Молчаливый Тянитолкай лишь пожал плечами и возмущенно ткнул пальцем в сторону реки, давая понять, что потратил время на поиски спавшего где-то беспробудным пьяным сном аборигена. Глеб протянул ему подсумок с запасными обоймами. Тянитолкай молча кивнул в знак благодарности, расстегнул ремень и принялся просовывать его сквозь твердые, как жесть, брезентовые петли подсумка.

— Это точно он? — спросила «солдат Джейн», кивая в сторону реки, где мокрый до пояса и даже выше Вовчик старательно выполаскивал из туземца остатки алкогольной эйфории.

— Похож, — буркнул угрюмый Тянитолкай, застегивая пряжку ремня.

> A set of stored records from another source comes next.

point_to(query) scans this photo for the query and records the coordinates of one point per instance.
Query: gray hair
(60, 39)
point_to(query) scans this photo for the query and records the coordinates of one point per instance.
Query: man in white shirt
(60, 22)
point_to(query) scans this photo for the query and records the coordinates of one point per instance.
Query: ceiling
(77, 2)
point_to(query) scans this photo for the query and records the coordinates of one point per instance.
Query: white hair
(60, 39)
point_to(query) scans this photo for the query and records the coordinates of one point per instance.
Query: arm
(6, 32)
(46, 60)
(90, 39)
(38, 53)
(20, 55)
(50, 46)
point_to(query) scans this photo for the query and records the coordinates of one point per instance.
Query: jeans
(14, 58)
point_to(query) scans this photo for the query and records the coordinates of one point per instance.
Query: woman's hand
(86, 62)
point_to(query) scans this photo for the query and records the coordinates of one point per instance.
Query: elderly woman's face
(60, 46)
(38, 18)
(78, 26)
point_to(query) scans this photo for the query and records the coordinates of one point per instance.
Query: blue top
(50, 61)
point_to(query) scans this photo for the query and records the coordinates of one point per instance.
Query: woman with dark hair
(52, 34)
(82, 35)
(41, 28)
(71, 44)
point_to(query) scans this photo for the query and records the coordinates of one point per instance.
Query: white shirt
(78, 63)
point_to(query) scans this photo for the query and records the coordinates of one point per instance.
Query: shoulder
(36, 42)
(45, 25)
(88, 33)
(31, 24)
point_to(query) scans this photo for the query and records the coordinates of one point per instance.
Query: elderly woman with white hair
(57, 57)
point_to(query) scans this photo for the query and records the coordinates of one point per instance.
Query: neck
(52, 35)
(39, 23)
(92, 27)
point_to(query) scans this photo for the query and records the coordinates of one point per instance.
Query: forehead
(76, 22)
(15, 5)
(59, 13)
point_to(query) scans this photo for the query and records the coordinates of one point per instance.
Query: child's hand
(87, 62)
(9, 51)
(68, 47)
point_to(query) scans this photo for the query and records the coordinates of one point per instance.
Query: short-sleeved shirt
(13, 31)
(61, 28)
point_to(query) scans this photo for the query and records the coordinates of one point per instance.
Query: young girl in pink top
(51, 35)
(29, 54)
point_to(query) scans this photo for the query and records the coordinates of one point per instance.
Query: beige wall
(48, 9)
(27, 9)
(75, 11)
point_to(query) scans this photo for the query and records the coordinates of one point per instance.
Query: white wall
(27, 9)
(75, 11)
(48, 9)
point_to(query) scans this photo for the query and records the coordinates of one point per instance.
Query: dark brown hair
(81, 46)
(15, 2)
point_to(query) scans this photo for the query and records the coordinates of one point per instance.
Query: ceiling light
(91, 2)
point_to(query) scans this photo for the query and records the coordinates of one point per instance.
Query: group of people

Охотничья одностволка с замызганным, явно самодельным прикладом торчала у него под мышкой, на плече болтался полупустой патронташ, — старый, рваный, перештопанный вдоль и поперек. — Сейчас очухается, тогда спросим. А то несет какой-то бред…

— Что именно он несет? — неожиданно заинтересовалась Горобец.

— Да говорю же, бред, — огрызнулся Тянитолкай. — Ума не приложу, где он в здешней глуши телевизор нашел.

— Телевизор?

— А откуда еще он мог этой чепухи набраться? Упыри какие-то, людоеды… Крестить меня пытался, идиот.

— Белая горячка, — с видом знатока констатировал Гриша. — Ничего, сейчас Вовчик его вылечит.

Глеб покосился на Горобец и успел заметить промелькнувшее на ее лице озабоченное выражение. Впрочем, Глеб тоже задумался бы, стоит ли доверять судьбу экспедиции проводнику, которому с перепоя мерещатся упыри. «Солдат Джейн» перехватила его взгляд.

— Теряем время, — досадливо поморщившись, сказала она. — Володя, ты скоро? — повысив голос, окликнула она Вовчика.

— Уже, — ответил тот, повернув к ней разгоряченное, мокрое от брызг лицо.

Напоследок он еще раз обмакнул «Дерсу Узала» головой в речку. Туземец не сопротивлялся и даже перестал орать — понял, наверное, что от этого будет только хуже. Вовчик, все так же держа его одной рукой за шиворот, а другой за штаны, выволок горемыку на берег и придал ему вертикальное положение. С горемыки текло в три ручья; с Вовчика тоже текло, хотя и не так интенсивно. Наклонившись, бородач подобрал откатившуюся в сторону шапку, нахлобучил ее проводнику на плешь и прихлопнул сверху ладонью. Проводник немедленно стащил шапку с головы и принялся утирать ею мокрое лицо. Вовчик крепко взял его за плечо, подтолкнул и почти силой подвел к «солдату Джейн».

Горобец стояла, широко расставив ноги в высоких солдатских ботинках, и, запрокинув голову, холодно разглядывала аборигена из-под низко надвинутого козырька бейсболки. Правую руку она держала на кобуре, скорее всего просто так, потому что за кобуру было удобно держаться, но вид у нее из-за этого был жутко воинственный.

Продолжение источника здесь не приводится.